The reason why they may be different is these 9,300 are all different. They’re all individuals.They all have their own environmental factors, demographic background, and their individual profiles. They have different values for age, for height, for weight, for health habits, for their occupation risks, so on and so forth. So they’re all different. In the random assignment they will be randomly put in treatment group and control group. Therefore, the two groups will have some random differences because they have different individuals.

Then, after the group assignments, the two groups of individuals will receive different treatments. In the treatment group, you will receive a new targeted level of blood pressure control. In the control group, you will receive a conventional target level of blood pressure control.

In this study, this target level of blood pressure control are achieved using a whole array of medical assistance. So that is not part of the difference between the two groups. The difference between the two groups is their targeted level of blood pressure. So after a certain period of treatments, we will observe and measure the health results from the two groups, and then we’ll compare them.
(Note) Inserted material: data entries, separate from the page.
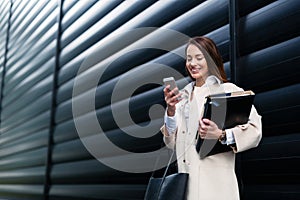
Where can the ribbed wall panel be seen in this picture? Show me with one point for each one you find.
(26, 98)
(267, 60)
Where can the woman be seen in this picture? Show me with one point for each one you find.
(212, 177)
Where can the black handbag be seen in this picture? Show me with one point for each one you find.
(168, 187)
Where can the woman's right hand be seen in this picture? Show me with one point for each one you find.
(171, 99)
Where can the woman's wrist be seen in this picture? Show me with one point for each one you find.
(222, 136)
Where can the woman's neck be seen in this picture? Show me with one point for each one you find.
(199, 82)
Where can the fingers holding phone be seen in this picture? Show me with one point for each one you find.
(172, 95)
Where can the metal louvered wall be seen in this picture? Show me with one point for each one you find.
(45, 43)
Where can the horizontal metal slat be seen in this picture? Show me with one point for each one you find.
(28, 142)
(36, 29)
(33, 81)
(31, 126)
(42, 51)
(21, 191)
(268, 26)
(265, 66)
(111, 191)
(78, 20)
(154, 16)
(26, 98)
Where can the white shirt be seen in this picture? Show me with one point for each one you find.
(171, 124)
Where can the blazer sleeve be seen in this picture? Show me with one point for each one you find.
(169, 140)
(248, 135)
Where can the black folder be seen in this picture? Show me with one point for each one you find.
(227, 110)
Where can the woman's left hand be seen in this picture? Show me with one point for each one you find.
(208, 129)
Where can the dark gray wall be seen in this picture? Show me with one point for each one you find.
(44, 43)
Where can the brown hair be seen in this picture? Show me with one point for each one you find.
(211, 54)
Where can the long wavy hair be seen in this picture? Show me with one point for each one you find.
(212, 56)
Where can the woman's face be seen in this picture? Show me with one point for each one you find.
(196, 63)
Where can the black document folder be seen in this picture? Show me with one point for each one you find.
(227, 110)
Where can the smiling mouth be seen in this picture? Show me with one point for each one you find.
(195, 69)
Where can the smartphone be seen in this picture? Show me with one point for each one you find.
(170, 81)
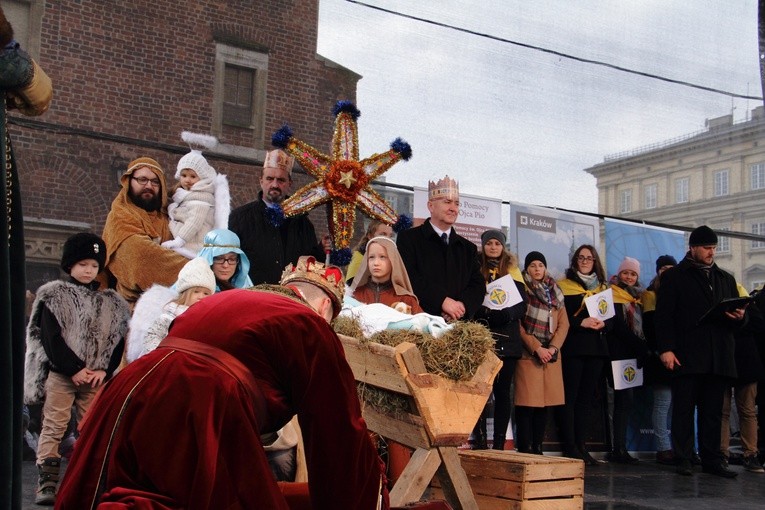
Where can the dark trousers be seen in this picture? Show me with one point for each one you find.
(706, 392)
(502, 397)
(580, 380)
(623, 402)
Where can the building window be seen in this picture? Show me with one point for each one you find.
(758, 229)
(625, 202)
(681, 190)
(758, 176)
(26, 18)
(240, 90)
(238, 86)
(651, 193)
(721, 183)
(723, 242)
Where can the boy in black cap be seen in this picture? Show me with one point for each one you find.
(699, 354)
(75, 340)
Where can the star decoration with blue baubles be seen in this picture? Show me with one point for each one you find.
(342, 180)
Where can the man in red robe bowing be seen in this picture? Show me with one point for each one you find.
(181, 426)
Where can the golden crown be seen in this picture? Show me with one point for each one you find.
(279, 159)
(444, 188)
(328, 278)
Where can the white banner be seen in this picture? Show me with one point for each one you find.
(502, 293)
(477, 214)
(601, 305)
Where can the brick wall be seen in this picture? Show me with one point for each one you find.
(130, 76)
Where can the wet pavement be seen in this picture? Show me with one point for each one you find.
(643, 486)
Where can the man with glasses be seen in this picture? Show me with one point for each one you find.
(270, 240)
(136, 226)
(442, 265)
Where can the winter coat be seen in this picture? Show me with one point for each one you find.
(269, 248)
(584, 342)
(195, 212)
(537, 384)
(91, 326)
(684, 296)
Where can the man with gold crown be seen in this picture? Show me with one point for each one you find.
(181, 427)
(443, 265)
(269, 239)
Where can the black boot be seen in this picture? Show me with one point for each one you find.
(478, 437)
(619, 451)
(48, 479)
(588, 459)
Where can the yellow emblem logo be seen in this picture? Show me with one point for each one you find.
(498, 296)
(629, 373)
(602, 306)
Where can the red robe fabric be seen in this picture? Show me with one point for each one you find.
(186, 433)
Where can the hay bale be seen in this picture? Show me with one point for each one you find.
(456, 355)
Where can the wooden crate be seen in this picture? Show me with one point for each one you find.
(503, 480)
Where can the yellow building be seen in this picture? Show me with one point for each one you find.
(714, 177)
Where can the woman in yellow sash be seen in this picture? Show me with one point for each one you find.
(626, 341)
(584, 353)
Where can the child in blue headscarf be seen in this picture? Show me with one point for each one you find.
(221, 249)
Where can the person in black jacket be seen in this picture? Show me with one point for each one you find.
(504, 324)
(443, 265)
(270, 240)
(700, 354)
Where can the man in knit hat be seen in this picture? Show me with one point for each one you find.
(443, 265)
(699, 354)
(270, 240)
(136, 226)
(182, 426)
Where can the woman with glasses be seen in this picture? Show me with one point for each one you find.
(230, 265)
(584, 353)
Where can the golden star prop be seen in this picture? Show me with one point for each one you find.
(341, 179)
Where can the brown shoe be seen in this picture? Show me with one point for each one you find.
(666, 457)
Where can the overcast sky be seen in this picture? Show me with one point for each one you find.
(519, 124)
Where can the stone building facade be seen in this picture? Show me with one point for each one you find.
(130, 76)
(715, 177)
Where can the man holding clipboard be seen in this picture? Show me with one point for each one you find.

Then we will observe some differences, because these two different individuals received
two different treatments. So now the scientific question, and the question for the statistician who will analyze this data, is whether this difference can be explained purely by chance. Can we observe difference in health results, even these two treatments have no difference in effects? Can this different be purely explained by chance?

Here we have input, which is the different treatments and blood pressure management, and we want to study its true effect on the output, which is the health results based on blood pressure control. But at the same time, we know that there are other random factors that may have random effects on the outcome, such as the age of the participants, the other health habits and occupation risks, and the environmental factors that could potentially affect the outcome.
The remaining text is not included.